Face à importância da missão, torna-se relevante entender como foi a sua execução, com a intenção de identificar o seu alcance e consequências. A seguir, serão apresentadas as atividades realizadas e as conclusões obtidas após os inúmeros testes realizados com o blindado brasileiro no período de 25 de maio a 24 de junho de 2021, em Organizações Militares das Forças Armadas da República Argentina.
Desenvolvimento
Seleção de Pessoal e Atividades de Preparação
Para a seleção de pessoal, designado para a missão o Comando da 2ª Bda C Mec elencou como critérios de seleção o currículo do militar, o histórico de emprego com o blindado, o conhecimento das características de operação da VBTP, além do domínio do idioma espanhol. Em consequência, as Organizações Militares da Brigada Charrua detentoras do Produto de Defesa selecionaram militares para os testes da 2ª Bda C Mec. Ao final das avaliações, o 5º RC Mec foi selecionado para enviar pessoal para todas as funções da guarnição: comandante, motorista, atirador e mecânico de chassi.
Além da guarnição do 5º RC Mec, foi designado um oficial do Quadro de Engenheiros Militares que atualmente serve na Comissão de Absorção de Conhecimentos e de Transferência de Tecnologia junto à empresa IVECO Veículos de Defesa (CACT‐TIV), em Sete Lagoas-MG.
Com a seleção de pessoal realizada, foi feita uma extensiva revisão na VBTP. Fruto da diagonal de manutenção rigorosamente em dia, foi identificado que o Guarani selecionado estava totalmente apto para enfrentar os desafios dos testes. Na sequência, foram realizadas atividades de confirmação, como giro técnico, colimação, correção em zero e navegação. Ao término das atividades de preparação, a viatura foi transportada para a guarnição militar de Uruguaiana-RS, local onde ocorreria a passagem na fronteira. A entrada na Argentina ocorreu no dia 24 de maio de 2021.

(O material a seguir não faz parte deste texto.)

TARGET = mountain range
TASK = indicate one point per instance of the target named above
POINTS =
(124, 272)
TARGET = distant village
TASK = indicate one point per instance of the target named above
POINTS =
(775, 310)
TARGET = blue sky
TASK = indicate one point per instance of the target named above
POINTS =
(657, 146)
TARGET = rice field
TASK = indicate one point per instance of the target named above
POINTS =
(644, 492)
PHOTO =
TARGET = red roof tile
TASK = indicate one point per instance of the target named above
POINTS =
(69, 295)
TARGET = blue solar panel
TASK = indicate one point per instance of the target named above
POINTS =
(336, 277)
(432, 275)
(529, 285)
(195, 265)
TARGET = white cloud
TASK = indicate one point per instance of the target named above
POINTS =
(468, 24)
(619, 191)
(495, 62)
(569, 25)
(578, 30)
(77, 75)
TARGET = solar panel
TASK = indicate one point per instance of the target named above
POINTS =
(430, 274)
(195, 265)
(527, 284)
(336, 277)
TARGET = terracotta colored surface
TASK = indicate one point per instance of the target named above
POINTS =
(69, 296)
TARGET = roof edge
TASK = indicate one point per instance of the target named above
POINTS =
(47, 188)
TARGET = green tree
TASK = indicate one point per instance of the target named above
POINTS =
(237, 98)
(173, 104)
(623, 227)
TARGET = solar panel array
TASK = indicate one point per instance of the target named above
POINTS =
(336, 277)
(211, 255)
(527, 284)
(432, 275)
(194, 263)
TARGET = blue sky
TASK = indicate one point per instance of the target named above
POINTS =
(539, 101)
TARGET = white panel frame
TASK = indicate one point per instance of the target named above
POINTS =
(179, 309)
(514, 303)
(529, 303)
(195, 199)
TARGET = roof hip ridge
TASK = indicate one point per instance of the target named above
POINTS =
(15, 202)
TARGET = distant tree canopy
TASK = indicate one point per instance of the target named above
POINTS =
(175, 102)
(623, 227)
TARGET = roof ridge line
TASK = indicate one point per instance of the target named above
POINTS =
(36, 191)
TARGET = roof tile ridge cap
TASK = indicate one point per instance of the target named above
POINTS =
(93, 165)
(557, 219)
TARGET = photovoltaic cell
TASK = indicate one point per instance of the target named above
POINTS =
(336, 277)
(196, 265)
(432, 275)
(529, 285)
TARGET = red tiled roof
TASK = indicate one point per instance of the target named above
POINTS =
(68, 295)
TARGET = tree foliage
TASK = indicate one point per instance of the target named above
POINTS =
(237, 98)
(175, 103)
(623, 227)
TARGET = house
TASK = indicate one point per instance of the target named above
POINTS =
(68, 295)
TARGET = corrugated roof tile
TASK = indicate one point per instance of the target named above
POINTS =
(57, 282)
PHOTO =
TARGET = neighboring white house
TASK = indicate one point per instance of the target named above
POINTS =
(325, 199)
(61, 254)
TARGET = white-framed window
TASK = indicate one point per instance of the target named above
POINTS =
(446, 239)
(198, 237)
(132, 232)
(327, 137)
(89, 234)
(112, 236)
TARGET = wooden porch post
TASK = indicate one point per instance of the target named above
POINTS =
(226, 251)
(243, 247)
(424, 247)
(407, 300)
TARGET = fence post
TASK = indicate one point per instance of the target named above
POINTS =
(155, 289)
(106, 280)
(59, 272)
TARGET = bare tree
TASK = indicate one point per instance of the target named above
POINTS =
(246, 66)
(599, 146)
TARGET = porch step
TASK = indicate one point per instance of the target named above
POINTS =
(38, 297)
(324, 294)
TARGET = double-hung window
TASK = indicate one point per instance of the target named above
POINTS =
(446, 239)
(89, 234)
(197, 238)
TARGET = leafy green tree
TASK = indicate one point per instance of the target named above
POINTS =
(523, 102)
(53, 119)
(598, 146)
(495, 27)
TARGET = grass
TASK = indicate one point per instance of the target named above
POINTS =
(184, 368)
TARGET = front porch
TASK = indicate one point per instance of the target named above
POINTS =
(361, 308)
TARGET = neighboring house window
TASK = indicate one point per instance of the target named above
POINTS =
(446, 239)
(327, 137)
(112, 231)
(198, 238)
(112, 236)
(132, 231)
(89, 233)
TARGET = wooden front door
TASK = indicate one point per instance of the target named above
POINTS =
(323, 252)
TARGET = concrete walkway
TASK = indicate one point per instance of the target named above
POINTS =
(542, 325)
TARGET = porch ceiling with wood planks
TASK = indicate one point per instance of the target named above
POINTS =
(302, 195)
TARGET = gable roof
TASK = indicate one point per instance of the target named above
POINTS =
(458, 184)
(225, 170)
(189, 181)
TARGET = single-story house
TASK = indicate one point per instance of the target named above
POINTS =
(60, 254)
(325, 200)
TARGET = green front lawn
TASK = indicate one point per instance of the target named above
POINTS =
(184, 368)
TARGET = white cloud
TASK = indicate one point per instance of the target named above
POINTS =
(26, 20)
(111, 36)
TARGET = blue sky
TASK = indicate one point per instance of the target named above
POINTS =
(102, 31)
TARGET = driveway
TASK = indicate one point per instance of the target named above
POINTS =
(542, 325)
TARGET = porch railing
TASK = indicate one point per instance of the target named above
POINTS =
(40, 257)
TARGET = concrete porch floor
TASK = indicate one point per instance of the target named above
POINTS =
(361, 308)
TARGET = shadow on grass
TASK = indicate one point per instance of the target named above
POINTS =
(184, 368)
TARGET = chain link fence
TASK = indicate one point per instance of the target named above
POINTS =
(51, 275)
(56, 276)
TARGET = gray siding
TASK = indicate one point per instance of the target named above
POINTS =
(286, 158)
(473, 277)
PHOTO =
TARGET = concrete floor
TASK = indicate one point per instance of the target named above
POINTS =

Além dos militares brasileiros e argentinos, integrantes das empresas IVECO Veículos de Defesa do Brasil e ARES Aeroespacial e Defesa participaram das avaliações. Destaca-se que a missão se desenvolveu em ação conjunta e harmônica entre todos esses elementos, permitindo, assim, extrair o máximo das capacidades do Produto de Defesa apresentado.
Avaliação Técnico-Operacional
A missão dividiu-se em capacitações e avaliações técnico-operacionais. A intenção dos militares argentinos era que seus motoristas e atiradores recebessem treinamentos da viatura para poder executar os testes que não demandassem muita experiência. Com isso, antes de cada fase de avaliação, alguns militares argentinos recebiam instruções dos brasileiros. Após as capacitações, de acordo com o grau de dificuldade de cada teste, a condução do blindado foi alternando-se entre os militares brasileiros, argentinos e o técnico da empresa IVECO, mantendo-se como Comandante do Carro o militar brasileiro.
A avaliação técnico-operacional (Evaluación Tecnica Operacional – ETO) foi dividida em três fases. Cada uma possuía um objetivo específico e foi realizada em cidades e Organizações Militares distintas. Destaca-se que em cada local havia uma estrutura adequada ao tipo de teste. Dessa forma, foi possível verificar os diversos recursos da viatura em terrenos apropriados disponíveis em cada área.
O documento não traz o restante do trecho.